For financial reasons it hasn't been possible for them to have a computer of their own in their rooms, we just don't spend that kind of sum on them for Christmas or birthday. My eldest is 17, and for a while had a part-time job, if she was still earning and wanted to save up for a lap top of her own then I would accept that if she is old enough to buy something like that, then hopefully she is mature enough to use it responsibly.

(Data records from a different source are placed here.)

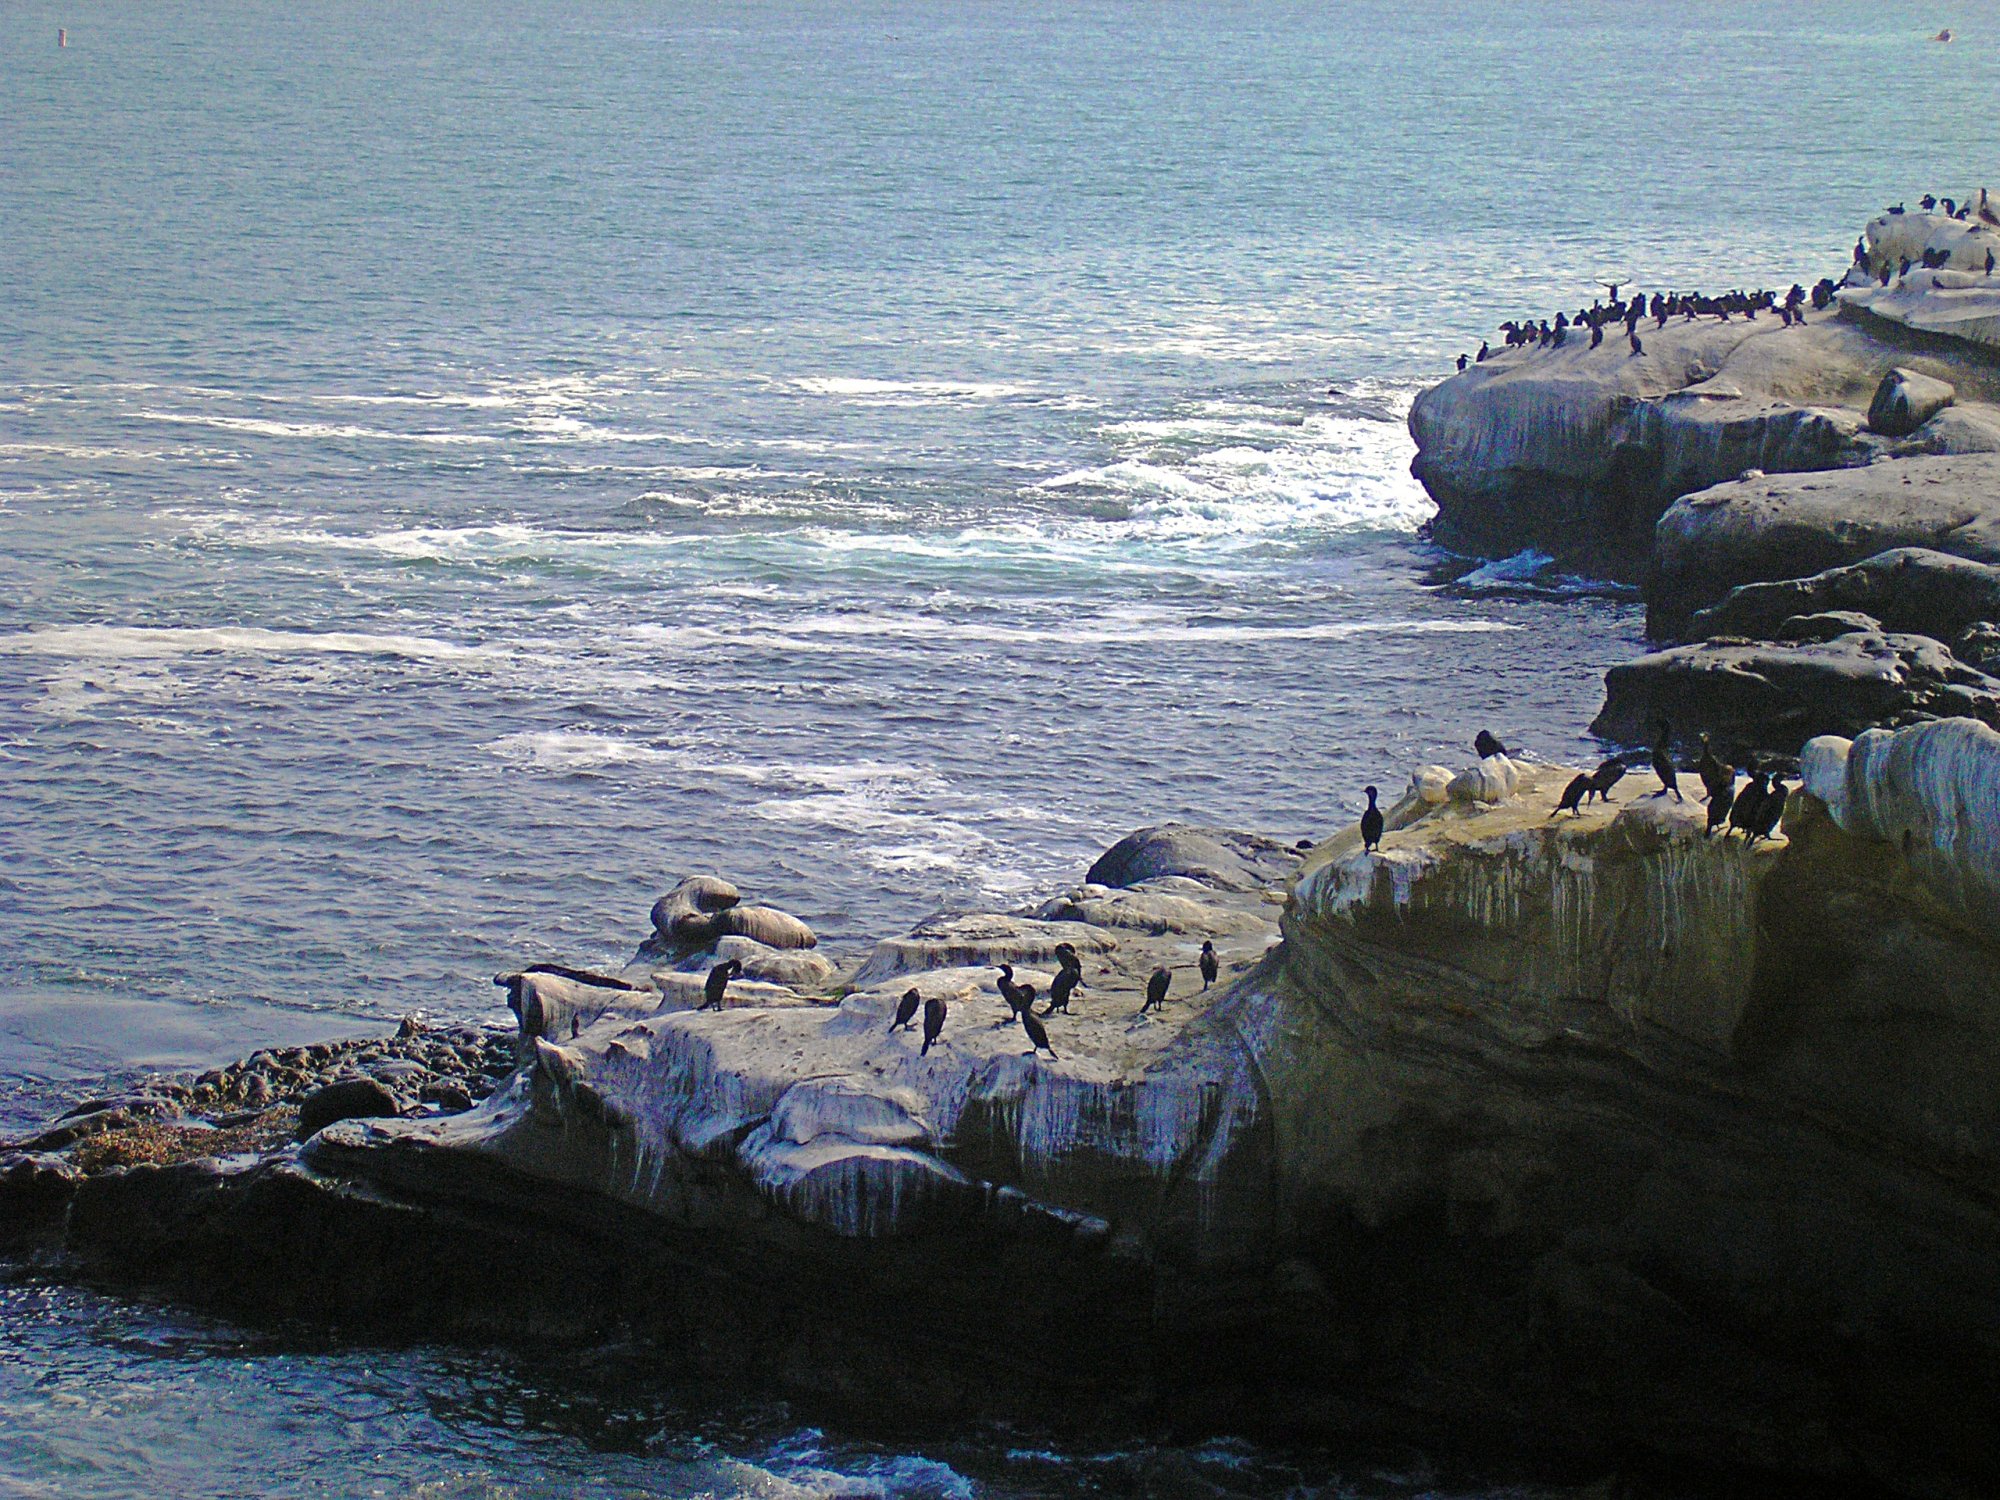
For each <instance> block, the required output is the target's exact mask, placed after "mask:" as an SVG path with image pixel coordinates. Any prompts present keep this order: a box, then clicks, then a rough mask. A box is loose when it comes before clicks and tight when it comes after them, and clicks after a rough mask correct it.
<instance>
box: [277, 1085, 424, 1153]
mask: <svg viewBox="0 0 2000 1500" xmlns="http://www.w3.org/2000/svg"><path fill="white" fill-rule="evenodd" d="M398 1110H400V1106H398V1104H396V1096H394V1094H390V1092H388V1090H386V1088H384V1086H382V1084H378V1082H376V1080H374V1078H350V1080H346V1082H342V1084H328V1086H326V1088H316V1090H314V1092H310V1094H306V1098H304V1100H300V1106H298V1136H300V1140H304V1138H306V1136H312V1134H318V1132H320V1130H324V1128H326V1126H330V1124H334V1122H336V1120H372V1118H386V1116H394V1114H398Z"/></svg>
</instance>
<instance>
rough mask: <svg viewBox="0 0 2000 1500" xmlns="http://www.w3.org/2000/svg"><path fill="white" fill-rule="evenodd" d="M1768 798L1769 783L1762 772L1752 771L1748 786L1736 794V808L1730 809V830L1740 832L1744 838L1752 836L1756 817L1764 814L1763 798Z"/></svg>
mask: <svg viewBox="0 0 2000 1500" xmlns="http://www.w3.org/2000/svg"><path fill="white" fill-rule="evenodd" d="M1768 796H1770V782H1768V780H1766V776H1764V772H1760V770H1752V772H1750V784H1748V786H1744V790H1742V792H1738V794H1736V806H1732V808H1730V828H1736V830H1740V832H1742V834H1744V836H1746V838H1750V836H1752V832H1750V830H1752V828H1756V820H1758V816H1760V814H1762V812H1764V798H1768Z"/></svg>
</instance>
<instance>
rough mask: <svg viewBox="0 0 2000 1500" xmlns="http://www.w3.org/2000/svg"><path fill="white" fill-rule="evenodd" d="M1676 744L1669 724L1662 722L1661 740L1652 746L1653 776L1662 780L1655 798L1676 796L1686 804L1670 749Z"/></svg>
mask: <svg viewBox="0 0 2000 1500" xmlns="http://www.w3.org/2000/svg"><path fill="white" fill-rule="evenodd" d="M1672 742H1674V732H1672V728H1670V726H1668V722H1666V720H1664V718H1662V720H1660V738H1658V740H1656V742H1654V746H1652V774H1654V776H1658V778H1660V790H1658V792H1654V796H1666V794H1668V792H1672V794H1674V800H1676V802H1686V798H1684V796H1682V794H1680V776H1678V774H1676V772H1674V754H1672V750H1670V748H1668V746H1670V744H1672Z"/></svg>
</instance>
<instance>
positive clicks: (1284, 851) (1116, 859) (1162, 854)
mask: <svg viewBox="0 0 2000 1500" xmlns="http://www.w3.org/2000/svg"><path fill="white" fill-rule="evenodd" d="M1296 868H1298V852H1296V850H1292V848H1288V846H1286V844H1280V842H1278V840H1276V838H1262V836H1258V834H1238V832H1232V830H1226V828H1190V826H1188V824H1178V822H1168V824H1160V826H1156V828H1140V830H1138V832H1136V834H1126V836H1124V838H1120V840H1118V842H1116V844H1112V846H1110V848H1108V850H1104V854H1100V856H1098V862H1096V864H1092V866H1090V874H1088V876H1084V878H1086V880H1088V882H1090V884H1094V886H1120V888H1124V886H1136V884H1140V882H1142V880H1158V878H1160V876H1186V878H1190V880H1200V882H1202V884H1204V886H1214V888H1216V890H1262V888H1264V886H1276V884H1280V882H1284V880H1288V878H1290V874H1292V870H1296Z"/></svg>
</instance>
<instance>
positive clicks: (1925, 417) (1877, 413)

I agree that children should have a certain degree of privacy, but fortunately for us it's never really been an issue where the computer is concerned. I don't stand over their shoulders reading everything they post on Facebook, after all, I can't monitor their conversations when they are at school. However the computer lists the history of web sites looked up, so they know that we can check from time to time to make sure they haven't looked up anything unsuitable. I don't monitor their mobile phone texts either, so they do have quite a bit of privacy and we respect that.

I've just thought, this privacy thing works two ways, there's nothing to stop them reading all my posts on here. :D

Re: Pointless Registration

Posted: 23 May 2012, 08:49
by poddys
lwindrush wrote:Rereading Blyton is like discovering a hidden secret cave of the imagination where once I was young and free. Hope this makes kinda sense.
I used to go out on my bike and nobody knew where I was or where I was going. Even I didn't know where I was going half the time. I knew where I was of course, but I had no idea where I wanted to go, just made up my mind as I went along. I had no identification on me, no money, and nobody was ever worried.

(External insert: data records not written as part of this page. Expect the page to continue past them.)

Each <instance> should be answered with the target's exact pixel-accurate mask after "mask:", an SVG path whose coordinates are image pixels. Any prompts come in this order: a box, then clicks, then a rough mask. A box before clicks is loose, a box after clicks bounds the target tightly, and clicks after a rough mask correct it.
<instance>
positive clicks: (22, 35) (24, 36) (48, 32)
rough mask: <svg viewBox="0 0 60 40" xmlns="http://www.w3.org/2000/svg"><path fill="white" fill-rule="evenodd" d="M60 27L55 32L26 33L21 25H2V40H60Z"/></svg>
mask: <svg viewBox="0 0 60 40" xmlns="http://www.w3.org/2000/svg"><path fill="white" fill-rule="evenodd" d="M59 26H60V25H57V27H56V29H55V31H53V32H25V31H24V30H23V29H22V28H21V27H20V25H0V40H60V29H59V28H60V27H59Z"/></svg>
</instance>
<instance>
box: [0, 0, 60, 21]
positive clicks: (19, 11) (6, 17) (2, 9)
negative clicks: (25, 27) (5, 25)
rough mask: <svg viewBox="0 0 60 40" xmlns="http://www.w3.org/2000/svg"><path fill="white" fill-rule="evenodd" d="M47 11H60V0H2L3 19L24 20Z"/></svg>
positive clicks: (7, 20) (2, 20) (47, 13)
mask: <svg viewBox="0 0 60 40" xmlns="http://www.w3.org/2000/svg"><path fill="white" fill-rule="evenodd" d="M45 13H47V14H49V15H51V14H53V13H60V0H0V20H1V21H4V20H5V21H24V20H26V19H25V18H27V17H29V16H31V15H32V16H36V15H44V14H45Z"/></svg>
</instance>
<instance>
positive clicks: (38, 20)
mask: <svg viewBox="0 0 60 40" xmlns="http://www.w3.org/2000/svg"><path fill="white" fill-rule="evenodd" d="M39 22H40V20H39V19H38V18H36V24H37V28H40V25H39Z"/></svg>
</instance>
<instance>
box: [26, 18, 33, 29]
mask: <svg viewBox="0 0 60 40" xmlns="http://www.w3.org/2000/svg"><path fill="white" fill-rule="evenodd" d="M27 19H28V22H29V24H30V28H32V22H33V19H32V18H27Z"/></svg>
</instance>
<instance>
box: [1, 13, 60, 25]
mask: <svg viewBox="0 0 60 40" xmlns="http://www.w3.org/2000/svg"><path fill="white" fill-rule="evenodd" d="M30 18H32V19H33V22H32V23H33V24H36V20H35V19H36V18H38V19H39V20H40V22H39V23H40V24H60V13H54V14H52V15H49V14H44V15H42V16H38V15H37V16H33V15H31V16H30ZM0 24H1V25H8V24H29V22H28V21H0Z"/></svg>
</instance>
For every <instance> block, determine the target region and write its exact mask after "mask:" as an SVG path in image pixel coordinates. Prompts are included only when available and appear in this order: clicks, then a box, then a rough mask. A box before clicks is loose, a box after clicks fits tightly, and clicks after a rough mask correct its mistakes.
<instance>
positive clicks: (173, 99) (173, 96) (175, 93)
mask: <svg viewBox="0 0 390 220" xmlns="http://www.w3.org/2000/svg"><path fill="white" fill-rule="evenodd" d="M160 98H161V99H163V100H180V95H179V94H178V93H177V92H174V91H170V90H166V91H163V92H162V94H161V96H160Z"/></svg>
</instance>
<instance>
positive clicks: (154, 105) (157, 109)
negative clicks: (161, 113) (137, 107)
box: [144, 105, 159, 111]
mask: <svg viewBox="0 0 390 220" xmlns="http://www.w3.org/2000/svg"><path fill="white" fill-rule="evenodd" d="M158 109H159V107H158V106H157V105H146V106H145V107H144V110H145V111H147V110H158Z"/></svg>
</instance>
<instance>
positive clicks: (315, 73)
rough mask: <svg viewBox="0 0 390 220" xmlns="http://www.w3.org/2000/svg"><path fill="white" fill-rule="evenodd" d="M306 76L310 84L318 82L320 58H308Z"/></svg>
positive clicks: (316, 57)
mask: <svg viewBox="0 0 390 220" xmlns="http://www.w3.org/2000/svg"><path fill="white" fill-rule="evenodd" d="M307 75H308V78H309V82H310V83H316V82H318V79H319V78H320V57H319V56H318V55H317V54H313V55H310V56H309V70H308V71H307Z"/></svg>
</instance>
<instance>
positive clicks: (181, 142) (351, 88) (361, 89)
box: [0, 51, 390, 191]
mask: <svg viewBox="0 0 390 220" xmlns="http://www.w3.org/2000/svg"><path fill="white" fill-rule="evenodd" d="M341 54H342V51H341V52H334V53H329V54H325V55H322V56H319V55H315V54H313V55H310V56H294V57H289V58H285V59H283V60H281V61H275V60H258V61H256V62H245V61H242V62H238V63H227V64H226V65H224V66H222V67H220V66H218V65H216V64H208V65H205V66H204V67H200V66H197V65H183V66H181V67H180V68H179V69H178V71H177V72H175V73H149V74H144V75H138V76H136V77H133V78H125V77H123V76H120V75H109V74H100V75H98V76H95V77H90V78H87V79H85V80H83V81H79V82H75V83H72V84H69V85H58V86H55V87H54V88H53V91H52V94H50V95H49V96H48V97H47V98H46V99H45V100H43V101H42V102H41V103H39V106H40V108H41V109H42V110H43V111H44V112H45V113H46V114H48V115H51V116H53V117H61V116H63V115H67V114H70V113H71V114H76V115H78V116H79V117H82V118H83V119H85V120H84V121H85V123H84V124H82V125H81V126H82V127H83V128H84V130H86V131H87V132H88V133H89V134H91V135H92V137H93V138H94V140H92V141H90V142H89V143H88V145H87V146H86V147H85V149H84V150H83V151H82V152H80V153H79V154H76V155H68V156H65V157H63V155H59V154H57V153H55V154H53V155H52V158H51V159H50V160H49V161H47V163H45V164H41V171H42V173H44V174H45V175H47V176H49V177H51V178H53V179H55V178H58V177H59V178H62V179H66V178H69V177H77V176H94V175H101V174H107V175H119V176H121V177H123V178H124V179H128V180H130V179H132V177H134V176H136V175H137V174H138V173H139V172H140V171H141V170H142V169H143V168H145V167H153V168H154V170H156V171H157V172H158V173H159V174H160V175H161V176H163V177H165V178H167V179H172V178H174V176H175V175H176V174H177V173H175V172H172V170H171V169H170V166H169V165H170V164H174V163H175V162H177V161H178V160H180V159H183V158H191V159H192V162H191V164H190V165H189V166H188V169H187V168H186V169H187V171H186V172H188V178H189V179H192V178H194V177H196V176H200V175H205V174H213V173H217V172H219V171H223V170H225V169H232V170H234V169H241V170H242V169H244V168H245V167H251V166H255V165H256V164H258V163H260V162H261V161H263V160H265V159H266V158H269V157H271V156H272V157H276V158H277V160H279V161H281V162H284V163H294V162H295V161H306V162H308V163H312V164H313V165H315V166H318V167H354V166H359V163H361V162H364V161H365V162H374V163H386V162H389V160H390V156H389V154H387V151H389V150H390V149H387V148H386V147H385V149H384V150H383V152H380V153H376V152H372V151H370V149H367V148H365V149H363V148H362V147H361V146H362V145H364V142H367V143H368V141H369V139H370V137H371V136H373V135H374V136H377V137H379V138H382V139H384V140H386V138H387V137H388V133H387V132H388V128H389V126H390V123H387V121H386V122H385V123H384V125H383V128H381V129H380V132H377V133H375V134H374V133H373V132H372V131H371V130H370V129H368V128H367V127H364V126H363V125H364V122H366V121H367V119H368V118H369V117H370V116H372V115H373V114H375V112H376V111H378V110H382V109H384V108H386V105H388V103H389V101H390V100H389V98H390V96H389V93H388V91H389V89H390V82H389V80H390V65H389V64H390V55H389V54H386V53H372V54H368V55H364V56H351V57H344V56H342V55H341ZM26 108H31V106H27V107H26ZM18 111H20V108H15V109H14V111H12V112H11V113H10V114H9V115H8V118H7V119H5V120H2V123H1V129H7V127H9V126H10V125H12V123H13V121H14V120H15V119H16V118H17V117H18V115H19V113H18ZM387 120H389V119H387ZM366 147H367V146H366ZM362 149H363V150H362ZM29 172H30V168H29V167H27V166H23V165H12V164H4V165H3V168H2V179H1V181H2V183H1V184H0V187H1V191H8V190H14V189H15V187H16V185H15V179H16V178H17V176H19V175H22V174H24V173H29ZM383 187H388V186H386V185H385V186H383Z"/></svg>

It's so sad now that kids can't play out on the street and ride their bikes around town. Those that do are more often than not from the council estates, up to no good and their bikes are stolen. It's very sad.

Reading the Famous Five etc growing up, they were free to go off on their own, miles from home, camping and hiking, and even though they always had adventures, nobody ever stopped them from going off again when the holidays came around.

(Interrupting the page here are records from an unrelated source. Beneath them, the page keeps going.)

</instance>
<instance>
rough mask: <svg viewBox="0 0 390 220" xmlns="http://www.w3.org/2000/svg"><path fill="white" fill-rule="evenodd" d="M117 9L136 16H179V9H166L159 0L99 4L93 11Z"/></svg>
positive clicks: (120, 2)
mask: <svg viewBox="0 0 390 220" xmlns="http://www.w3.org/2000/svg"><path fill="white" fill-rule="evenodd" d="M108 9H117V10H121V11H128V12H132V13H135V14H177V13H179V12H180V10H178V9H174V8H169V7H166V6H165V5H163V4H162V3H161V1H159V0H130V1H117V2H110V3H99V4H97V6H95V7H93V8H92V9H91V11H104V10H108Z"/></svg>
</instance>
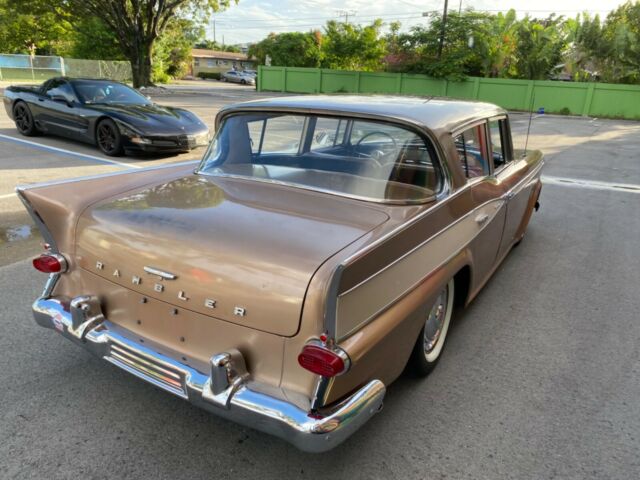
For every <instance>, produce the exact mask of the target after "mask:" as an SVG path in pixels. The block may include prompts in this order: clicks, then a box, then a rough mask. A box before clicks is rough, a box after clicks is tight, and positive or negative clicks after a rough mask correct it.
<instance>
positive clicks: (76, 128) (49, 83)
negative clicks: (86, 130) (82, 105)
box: [37, 79, 85, 138]
mask: <svg viewBox="0 0 640 480" xmlns="http://www.w3.org/2000/svg"><path fill="white" fill-rule="evenodd" d="M78 107H79V102H78V99H77V97H76V94H75V91H74V90H73V88H72V86H71V85H70V84H69V82H67V81H66V80H64V79H53V80H51V81H50V82H49V83H47V84H45V86H44V88H43V91H42V92H41V95H40V97H39V98H38V107H37V110H38V114H37V121H38V122H39V124H41V125H42V127H43V128H44V129H45V130H46V131H48V132H50V133H53V134H56V135H62V136H65V137H70V138H75V137H77V136H78V134H80V133H83V130H84V129H85V128H84V125H83V122H82V118H81V117H80V113H79V111H78Z"/></svg>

Although these days kids can watch adventures on DVD and see more vivid versions of stories, it was in reading Enid's books that my imagination kicked in, and I visualised Kirrin and all the other places that they visited in my head. There is definitely something to be said for reading adventure stories and stimulating the imagination.

Re: Pointless Registration

Posted: 23 May 2012, 09:36
by Anita Bensoussane
Katharine wrote:Michael, on the subject of children and privacy, it's not really been an issue with us. When we first got a computer the children were quite young and would have needed our help to use it. The only really practical place to put it was a communal area so that we all had easy access to it.

For financial reasons it hasn't been possible for them to have a computer of their own in their rooms, we just don't spend that kind of sum on them for Christmas or birthday...

I agree that children should have a certain degree of privacy, but fortunately for us it's never really been an issue where the computer is concerned...

I've just thought, this privacy thing works two ways, there's nothing to stop them reading all my posts on here. :D
My experience is almost identical to yours, Katharine. Our computer is also in a communal area (the living-room), so the person using it doesn't have total privacy. For example, I might be on it and my daughter will come over and talk to me and can see what I'm doing. But I'm not secretive about my interest in Enid Blyton/children's authors and other than this website I'm most likely to be emailing friends or relatives, reading an online newspaper or buying something we need as a family from a website, so I don't mind anyone seeing. We don't deliberately come and read over one another's shoulders but we do glance at the screen, so I can keep an eye on what my children are up to on the computer without monitoring their every move.

My daughter has a mobile phone but it's not one that connects to the internet, though she can take photos. As for mine, it's a basic model and I can't do anything on it except phone and text.

Re: Pointless Registration

Posted: 24 May 2012, 11:05
by lwindrush
Anita
"it's a basic model and I can't do anything on it except phone"

My phone has a compass, so when I make a call I know what direction I'm facing.